А вот и десяток обвиняемых встали со скамьи у стены, отделенные высоким дубовым барьером, и охрана с примкнутыми штыками вытянулась «смирно».
– …суд объявляет приговор… – пытается придать голосу торжественность председательствующий, но слова звучат обыденно, невыразительно:
– …Григоренко Родиона Остаповича – к смертной казни через повешение…
Женский вскрик и рыдания в зале.
– …Авруцкого Григория Яковлевича – к смертной казни через повешение…
Кого-то выносят из зала.
23.
Тюремный двор. Раннее утро. Свежий дощатый помост, виселица, три петли. У помоста – десяток некрашеных сосновых гробов.
Приговоренные, охрана, экзекутор в чиновничьем вицмундире и два человека в штатском и заурядной внешности на помосте – палачи.
Первую тройку заводят на помост, связывают руки, мешки на голову, петли на шею. Священник на помосте молится и смолкает, делая жест крестом в сторону обреченных. Экзекутор чуть кивает. Палач у края помоста с силой дергает на себя высокий массивный рычаг. Под ногами осужденных падают, как ставни на шарнирах, широкие люки.
Томительная жуть ожидания длится четверть часа – давно прекратились конвульсии тел, по пояс провалившихся в прорези помоста. На глазах у остальных – палачи снимают петли и смертные клобуки, доктор щупает пульс на шее и кивает, тела кладут в гробы.
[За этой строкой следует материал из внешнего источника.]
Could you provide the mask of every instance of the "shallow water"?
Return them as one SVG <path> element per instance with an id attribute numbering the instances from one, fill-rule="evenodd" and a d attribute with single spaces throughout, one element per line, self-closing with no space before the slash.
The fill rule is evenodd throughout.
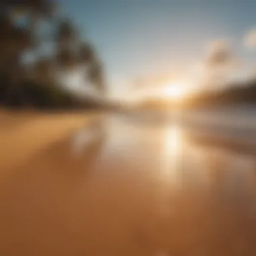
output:
<path id="1" fill-rule="evenodd" d="M 218 133 L 106 115 L 50 144 L 2 182 L 0 255 L 255 254 L 256 151 Z"/>

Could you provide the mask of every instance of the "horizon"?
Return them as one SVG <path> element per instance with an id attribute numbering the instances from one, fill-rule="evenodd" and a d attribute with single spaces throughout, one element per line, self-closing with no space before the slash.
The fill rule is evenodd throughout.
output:
<path id="1" fill-rule="evenodd" d="M 148 94 L 150 88 L 172 82 L 189 89 L 214 90 L 226 81 L 255 75 L 253 1 L 60 3 L 96 45 L 110 98 L 132 97 L 144 88 Z M 222 54 L 222 59 L 217 59 Z"/>

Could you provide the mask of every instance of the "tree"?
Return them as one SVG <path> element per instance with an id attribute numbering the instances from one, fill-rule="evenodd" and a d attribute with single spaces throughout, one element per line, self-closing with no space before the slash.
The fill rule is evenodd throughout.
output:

И следующая тройка, бросив докуренные папиросы и обменявшись деревянным рукопожатием, поднимается на казнь.
Одного из последней тройки тошнит, лицо зеленое от смертного ужаса, доктор сует ему под нос нашатырь.
Нестор на помосте в последней тройке. Пока мешок надевают соседу, он успевает сказать – отчетливо, негромко и без спешки:
– Прощайте, хлопцы. Мы жили правильно. Свобода придет!
Черная ткань скрывает лицо, петля затягивается, палач берется за рычаг.
Экзекутор поднимает к глазам лист и читает – тоже отчетливо и негромко:
– Его высокопревосходительство военный министр, имея на то высочайшие полномочия и руководствуясь человеколюбием, снисходя к несовершеннолетнему возрасту осужденного, объявляет помилование Михненко Нестору Ивановичу и повелевает смертную казнь заменить на пожизненные каторжные работы.
Палач снимает петлю и клобук. Все с невольным вниманием смотрят в лицо человека, только что вернувшегося уже с того света.
Нестер кривится и сплевывает. У этого парня нет нервов.
– Не купите, – бросает он. – Вам же хуже!